The Nuts & Bolts of Estate Planning
What is Estate Planning?
Most people know what a will is. It is the document you prepare during your lifetime to tell people what you want done with your assets after you die. And it is a good idea for every adult to have a will so their wishes will be known. However, a will is usually just the beginning of a proper estate plan.
What is an estate?
Well, if you’re lucky it is a huge house with a butler and a swimming pool. But the kind of estate we’re talking about is all the assets and liabilities you have when you die. And an estate plan is what you do to maximize the assets and minimize the liabilities both during your life and after your death.
Estate planning involves consideration of how best to dispose of your property; how to avoid taxes; how to plan for your own incapacity during lifetime; designating guardians for minor children; and strategies for growing your wealth during your lifetime. An attorney is often the best place to start your estate planning process and he or she may involve other professionals for special advice on taxes, insurance or investments.
While it is possible to write your own will, it is highly recommended that you consult with an attorney. An attorney will explain to you the proper way to dispose of your assets, how to divide them among different heirs, and what will happen under various scenarios. A will is also used to designate a guardian for any minor children who may be living after you die, and to designate a personal representative who will oversee the transfer of our estate. A will can be changed or evoked at anytime during your lifetime.
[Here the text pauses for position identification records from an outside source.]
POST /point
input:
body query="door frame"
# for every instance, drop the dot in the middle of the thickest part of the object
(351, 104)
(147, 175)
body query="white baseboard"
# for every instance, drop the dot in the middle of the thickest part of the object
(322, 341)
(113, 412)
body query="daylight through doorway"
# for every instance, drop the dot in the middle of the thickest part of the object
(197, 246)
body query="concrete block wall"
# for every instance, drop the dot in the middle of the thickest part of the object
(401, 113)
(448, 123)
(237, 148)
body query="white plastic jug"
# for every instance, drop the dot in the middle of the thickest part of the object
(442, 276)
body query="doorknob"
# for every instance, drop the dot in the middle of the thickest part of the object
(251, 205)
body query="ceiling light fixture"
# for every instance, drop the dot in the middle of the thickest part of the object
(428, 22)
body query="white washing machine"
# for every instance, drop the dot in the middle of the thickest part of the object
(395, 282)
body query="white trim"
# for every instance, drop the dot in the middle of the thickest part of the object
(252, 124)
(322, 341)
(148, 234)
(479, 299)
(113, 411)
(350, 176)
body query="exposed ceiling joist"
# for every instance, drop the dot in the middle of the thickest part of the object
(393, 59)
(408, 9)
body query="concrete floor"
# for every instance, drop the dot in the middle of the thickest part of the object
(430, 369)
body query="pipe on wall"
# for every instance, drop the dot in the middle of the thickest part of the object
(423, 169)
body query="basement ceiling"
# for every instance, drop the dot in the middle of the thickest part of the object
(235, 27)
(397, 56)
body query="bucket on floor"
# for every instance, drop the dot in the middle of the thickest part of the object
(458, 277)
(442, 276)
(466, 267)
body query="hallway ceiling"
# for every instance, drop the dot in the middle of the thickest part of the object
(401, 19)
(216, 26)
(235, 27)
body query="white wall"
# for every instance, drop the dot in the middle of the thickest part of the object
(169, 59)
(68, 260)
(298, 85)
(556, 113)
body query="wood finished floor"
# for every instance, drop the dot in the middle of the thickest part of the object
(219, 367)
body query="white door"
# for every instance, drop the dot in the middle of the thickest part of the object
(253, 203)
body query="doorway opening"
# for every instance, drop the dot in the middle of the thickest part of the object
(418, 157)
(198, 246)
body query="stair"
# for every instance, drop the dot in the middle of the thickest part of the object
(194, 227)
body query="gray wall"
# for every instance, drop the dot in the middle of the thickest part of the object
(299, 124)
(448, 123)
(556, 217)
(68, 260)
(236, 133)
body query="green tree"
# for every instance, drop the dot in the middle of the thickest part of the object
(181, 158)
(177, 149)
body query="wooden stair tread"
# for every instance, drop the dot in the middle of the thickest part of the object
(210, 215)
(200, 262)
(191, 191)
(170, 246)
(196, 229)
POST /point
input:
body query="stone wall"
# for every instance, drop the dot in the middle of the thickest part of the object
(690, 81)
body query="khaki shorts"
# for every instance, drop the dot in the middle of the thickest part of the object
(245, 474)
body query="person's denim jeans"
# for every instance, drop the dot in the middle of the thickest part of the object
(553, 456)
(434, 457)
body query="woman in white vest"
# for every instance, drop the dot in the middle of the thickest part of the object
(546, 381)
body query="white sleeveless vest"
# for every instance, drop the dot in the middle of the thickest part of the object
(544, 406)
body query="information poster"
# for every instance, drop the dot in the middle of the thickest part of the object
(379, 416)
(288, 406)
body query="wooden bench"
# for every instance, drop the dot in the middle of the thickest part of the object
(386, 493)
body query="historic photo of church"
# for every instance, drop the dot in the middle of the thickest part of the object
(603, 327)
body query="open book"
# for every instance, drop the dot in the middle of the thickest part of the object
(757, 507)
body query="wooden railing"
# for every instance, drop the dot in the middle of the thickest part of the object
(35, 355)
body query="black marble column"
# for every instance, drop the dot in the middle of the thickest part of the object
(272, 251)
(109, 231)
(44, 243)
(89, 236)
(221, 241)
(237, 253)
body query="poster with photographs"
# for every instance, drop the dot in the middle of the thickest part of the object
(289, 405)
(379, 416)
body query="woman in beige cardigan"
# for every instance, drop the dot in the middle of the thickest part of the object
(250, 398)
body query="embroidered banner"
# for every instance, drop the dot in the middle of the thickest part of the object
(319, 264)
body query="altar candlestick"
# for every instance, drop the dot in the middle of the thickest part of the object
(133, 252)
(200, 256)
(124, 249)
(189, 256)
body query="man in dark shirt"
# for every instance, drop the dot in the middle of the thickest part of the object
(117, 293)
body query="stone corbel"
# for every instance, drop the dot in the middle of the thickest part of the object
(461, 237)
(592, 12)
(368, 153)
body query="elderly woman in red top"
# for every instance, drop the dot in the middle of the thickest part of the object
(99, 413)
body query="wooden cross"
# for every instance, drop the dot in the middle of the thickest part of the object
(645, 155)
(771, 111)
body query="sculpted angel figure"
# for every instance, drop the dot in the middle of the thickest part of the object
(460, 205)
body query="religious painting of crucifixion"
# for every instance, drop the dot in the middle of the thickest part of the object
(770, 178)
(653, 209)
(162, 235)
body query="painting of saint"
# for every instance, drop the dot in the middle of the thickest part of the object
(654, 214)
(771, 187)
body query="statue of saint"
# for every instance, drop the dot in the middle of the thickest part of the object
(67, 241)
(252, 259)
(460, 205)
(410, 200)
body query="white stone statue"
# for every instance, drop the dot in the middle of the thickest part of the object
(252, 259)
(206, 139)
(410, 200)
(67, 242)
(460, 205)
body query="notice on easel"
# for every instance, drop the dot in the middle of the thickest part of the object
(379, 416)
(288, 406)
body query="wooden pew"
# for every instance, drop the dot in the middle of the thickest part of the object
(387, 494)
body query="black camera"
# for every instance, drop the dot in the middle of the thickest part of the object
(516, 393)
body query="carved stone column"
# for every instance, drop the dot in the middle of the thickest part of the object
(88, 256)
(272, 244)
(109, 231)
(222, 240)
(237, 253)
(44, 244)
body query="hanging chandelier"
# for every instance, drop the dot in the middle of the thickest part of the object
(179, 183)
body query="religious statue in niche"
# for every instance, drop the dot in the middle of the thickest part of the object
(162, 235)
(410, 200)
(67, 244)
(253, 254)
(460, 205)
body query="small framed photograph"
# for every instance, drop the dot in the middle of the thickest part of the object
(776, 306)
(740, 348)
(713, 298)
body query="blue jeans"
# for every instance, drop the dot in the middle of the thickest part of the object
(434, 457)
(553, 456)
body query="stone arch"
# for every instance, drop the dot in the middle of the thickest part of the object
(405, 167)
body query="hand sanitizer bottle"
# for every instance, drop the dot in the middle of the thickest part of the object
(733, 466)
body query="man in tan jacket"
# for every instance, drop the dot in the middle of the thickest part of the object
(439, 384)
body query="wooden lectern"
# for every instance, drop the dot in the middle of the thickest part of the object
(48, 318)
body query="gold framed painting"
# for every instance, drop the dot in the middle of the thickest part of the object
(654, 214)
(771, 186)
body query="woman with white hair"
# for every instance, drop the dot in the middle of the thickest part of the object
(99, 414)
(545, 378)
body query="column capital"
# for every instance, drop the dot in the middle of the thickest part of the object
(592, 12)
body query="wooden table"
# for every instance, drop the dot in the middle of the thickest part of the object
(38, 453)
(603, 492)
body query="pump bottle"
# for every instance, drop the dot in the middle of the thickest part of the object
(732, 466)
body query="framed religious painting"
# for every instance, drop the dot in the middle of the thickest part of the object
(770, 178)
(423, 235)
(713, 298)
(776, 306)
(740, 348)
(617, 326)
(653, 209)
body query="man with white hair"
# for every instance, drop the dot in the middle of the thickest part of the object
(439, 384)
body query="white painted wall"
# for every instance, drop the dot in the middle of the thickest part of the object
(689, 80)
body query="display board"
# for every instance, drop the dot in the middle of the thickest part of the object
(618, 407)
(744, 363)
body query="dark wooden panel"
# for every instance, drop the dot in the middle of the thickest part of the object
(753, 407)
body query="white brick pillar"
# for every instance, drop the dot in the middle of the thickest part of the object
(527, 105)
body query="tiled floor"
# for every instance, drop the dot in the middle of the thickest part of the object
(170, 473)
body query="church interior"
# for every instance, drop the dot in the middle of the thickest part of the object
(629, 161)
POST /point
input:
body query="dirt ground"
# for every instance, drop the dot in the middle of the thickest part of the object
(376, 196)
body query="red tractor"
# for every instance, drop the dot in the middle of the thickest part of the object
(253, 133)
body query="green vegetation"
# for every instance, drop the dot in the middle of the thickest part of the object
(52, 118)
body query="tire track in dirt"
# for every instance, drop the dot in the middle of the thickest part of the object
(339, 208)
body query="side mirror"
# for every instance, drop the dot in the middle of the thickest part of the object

After one has died and left a will, he will must go through a process known as probate. This is simply a court process by which a will is proven to be valid and that arranges for the administration of the estate and the transfer of assets. Some of the benefits of having a will and going through the probate process include the fact that it will be supervised by the courts after you die; there is protection against liability provided to your personal representative; and all interested parties are provided information about the contents of the will. However, probate can be costly and lengthy.
The Living Trust
A living trust is an entity that holds and distributes your assets during your life and upon your death. Once the living trust is created, you transfer your significant assets into the trust and the Trustee holds the assets for you and the other named beneficiaries according to the terms of the Trust. Upon your death the assets are distributed as you have directed in your trust. For example, it is common for people to designate that assets left to their children continue to be held in trust until the children are 25 or 30 years old. Most living trusts can be modified and revoked during the lifetime of the Settlor.
The benefits of a living trust over a will and the probate process include potentially significant tax savings; the fact that the terms of the trust are kept private even after your death; greater control over disposition of your property; less administrative and probate cost; and typically, faster settlement of your estate. The disadvantages are lack of court supervision and administration requirements during your lifetime.
Other Estate Planning Considerations
Finally, two other documents should be in your estate plan. The first is a power of attorney, which authorizes another person to make decisions for you when you are unable. Powers of Attorney can be effective all the time or only if you are incapacitated. They also can give the other person unlimited authority to act on your behalf, or be limited to specific tasks.
The second document is called the health care directive, which consists of two parts: a health care power of attorney that gives another person the power to make health care decisions for you if you cannot; and a second part, a living will, that allows you to state preferences and instructions regarding your health care and treatment which will apply when you are incapacitated.
The biggest step you will take in your estate planning effort is making the first call to an attorney or other professional to get started. While your effort, thought and time will be required to complete your estate plan, it can provide you and your family with tremendous peace of mind.